HMO REGULATION: Insurance Commissioner Candidates Speak Out
State Insurance Commissioner candidates struggling for recognition are placing managed care regulation on their platforms, the Los Angeles Times reports. Incumbent Insurance Commissioner Chuck Quakenbush (R), a "heavy reelection favorite," is promoting himself as "a protector of consumer interests" who has enforced "$30 million in regulatory fines against insurers" while in office. "From the beginning," candidate and Marin County Supervisor Hal Brown has pushed for a bigger role that would allow the insurance commissioner to "regulate HMOs in California." He said, "One half of the state's population has HMO coverage. They're being denied care. They're being given cheap prescription drugs. Their hospital stays are severely limited. Their doctors are not battling for them." Brown says that while "he would fight to change all this," nonetheless, "he acknowledges that a bigger role for the insurance commissioner would require legislative action," which the Legislature is reluctant to perform. Meanwhile, the third candidate, State Assemblywoman Diane Martinez (D-Monterey Park) is "saying that she would work to guarantee" a patients' doctor choice, medically necessary treatment and emergency care coverage.

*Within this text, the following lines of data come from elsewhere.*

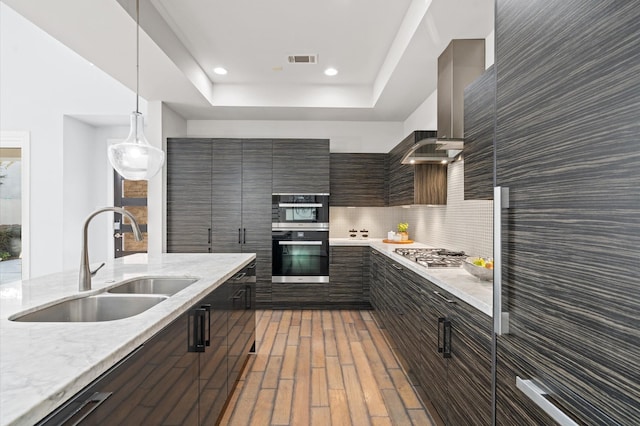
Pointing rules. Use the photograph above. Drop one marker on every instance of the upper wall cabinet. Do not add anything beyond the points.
(479, 112)
(358, 180)
(301, 166)
(415, 184)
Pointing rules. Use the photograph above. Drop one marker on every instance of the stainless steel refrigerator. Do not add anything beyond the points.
(567, 212)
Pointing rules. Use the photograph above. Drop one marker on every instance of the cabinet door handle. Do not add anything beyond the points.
(195, 332)
(446, 353)
(207, 323)
(443, 297)
(247, 297)
(536, 394)
(238, 294)
(440, 340)
(93, 402)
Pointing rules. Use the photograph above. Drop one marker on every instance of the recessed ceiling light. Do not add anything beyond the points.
(330, 72)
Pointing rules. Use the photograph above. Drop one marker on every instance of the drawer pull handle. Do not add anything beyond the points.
(443, 297)
(536, 394)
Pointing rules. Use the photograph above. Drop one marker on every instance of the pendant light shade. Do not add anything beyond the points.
(135, 158)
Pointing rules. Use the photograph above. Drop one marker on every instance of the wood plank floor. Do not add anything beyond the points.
(316, 367)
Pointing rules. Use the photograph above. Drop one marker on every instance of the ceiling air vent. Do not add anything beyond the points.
(303, 59)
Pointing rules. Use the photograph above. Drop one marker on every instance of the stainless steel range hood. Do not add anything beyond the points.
(458, 66)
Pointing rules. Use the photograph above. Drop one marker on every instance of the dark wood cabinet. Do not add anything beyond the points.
(346, 279)
(301, 166)
(415, 184)
(256, 212)
(376, 277)
(443, 343)
(183, 374)
(189, 196)
(479, 131)
(358, 180)
(230, 212)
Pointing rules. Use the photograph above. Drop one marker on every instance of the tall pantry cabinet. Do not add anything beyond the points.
(224, 187)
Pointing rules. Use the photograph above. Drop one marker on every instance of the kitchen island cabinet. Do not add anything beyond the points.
(180, 376)
(70, 356)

Coming Down On Quackenbush
The Times notes that Brown and Martinez, while "campaigning as insurance reformers ... accuse Quackenbush of being beholden to the industry and using his rate-approval authority to keep rates too high." Brown "speaks caustically about Quackenbush's claims that he has been tough on the insurance companies, taking strong reinforcement action and lowering rates." He said, "I don't think the media or the public is going to buy it when he says he's not with the insurers. He's given away everything to the insurance companies. What else does he have to give?" The most recent Times poll found that "Quackenbush led with 41% of the vote," while "Martinez and Brown had 18% and 12%, respectively, among likely voters" (Reich, 5/28).